As the permafrost melts, the thickness of the active layer increases and that of the frozen layer decreases. This thawing exposes the frozen remains of old plants, animals, and humans. They begin to decompose and release huge amounts of greenhouse gases, like carbon dioxide and methane, which further accelerate the process of global warming.
Finally, they also release a wide range of microbes that have been trapped in the ice over the years. Thus, the melting of permafrost may lead to the return of deadly pathogens that were once eradicated or simply died off. This may lead to new outbreaks of diseases like the plague or smallpox.
Scientists have discovered active bacteria from as long as 8 million years ago in the Antarctic permafrost.
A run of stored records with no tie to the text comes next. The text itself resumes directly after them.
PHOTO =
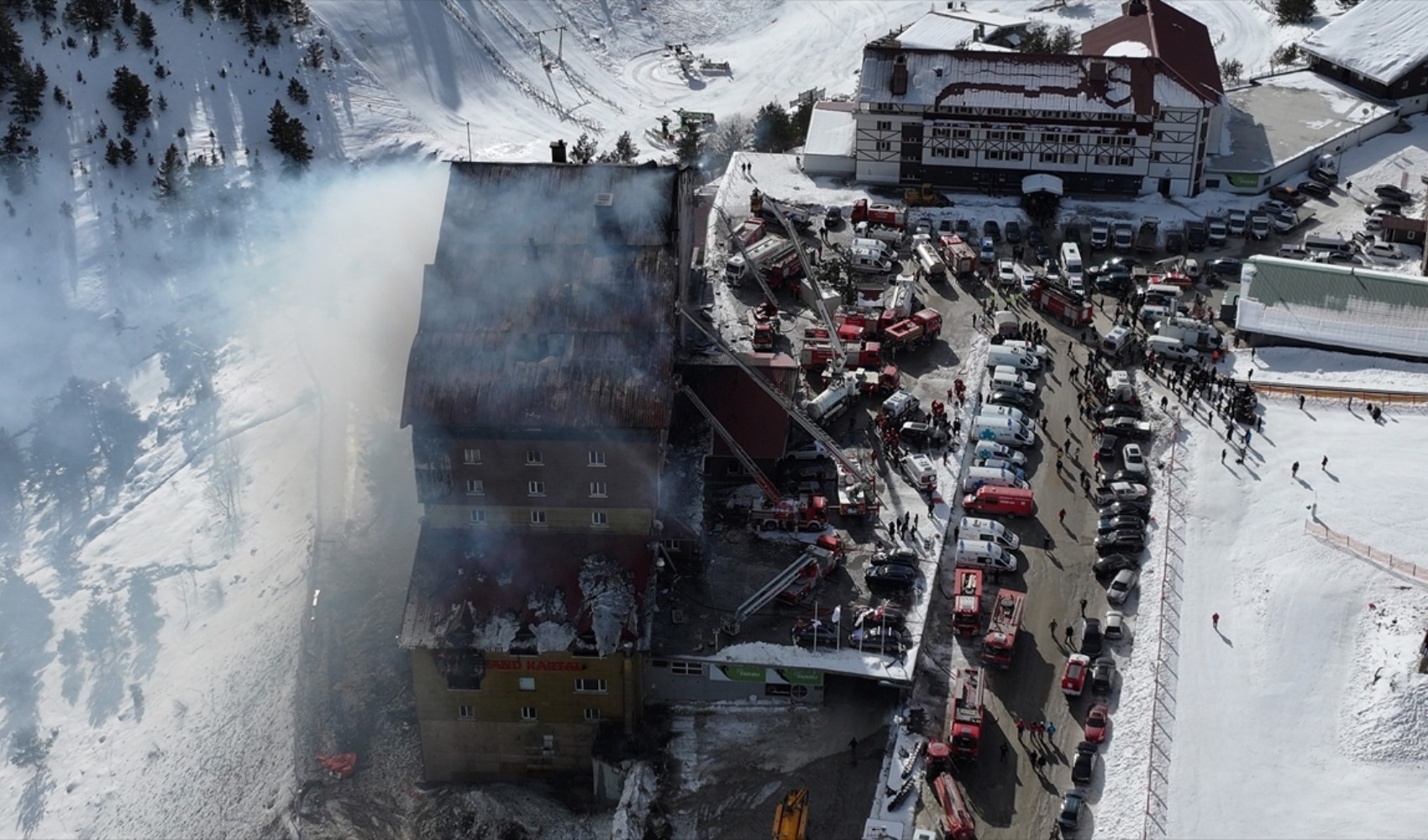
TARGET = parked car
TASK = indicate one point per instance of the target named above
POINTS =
(1118, 523)
(1394, 193)
(923, 433)
(1074, 673)
(890, 577)
(1083, 768)
(1071, 805)
(1103, 675)
(1013, 399)
(1114, 563)
(1121, 586)
(1120, 542)
(1091, 642)
(1097, 720)
(1114, 626)
(1127, 428)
The bacteria, later identified as Arthrobacter roseus, is considered one of the oldest living organisms on Earth. Similarly, a 30,000-year-old giant virus named Pithovirus sibericum, discovered in the Siberian permafrost, was metabolically active when it was found. This implies that the process has already begun.
Now we can understand what happened in Siberia.
Siberia is home to the deepest permafrost in the world (1650 m). Studies show that the increasing temperature due to global warming led to the thawing of the permafrost, which resulted in the exposure of an old ‘reindeer carcass’ infected with anthrax. The anthrax bacteria, Bacillus anthracis, spread from the preserved body to other reindeers in the region, which initiated the outbreak of the disease.
Thus, global warming and the resulting degradation of permafrost and glaciers can have serious consequences, and things are only going to get worse. They can unleash organisms from the past that may lead to pandemics and diseases that are completely novel to humankind. An army of reactivated pathogens is not something we wish to witness, so the least we can do is try to reduce our carbon footprint, lead a sustainable, responsible life, and hope that this mysterious archive of the past remains closed.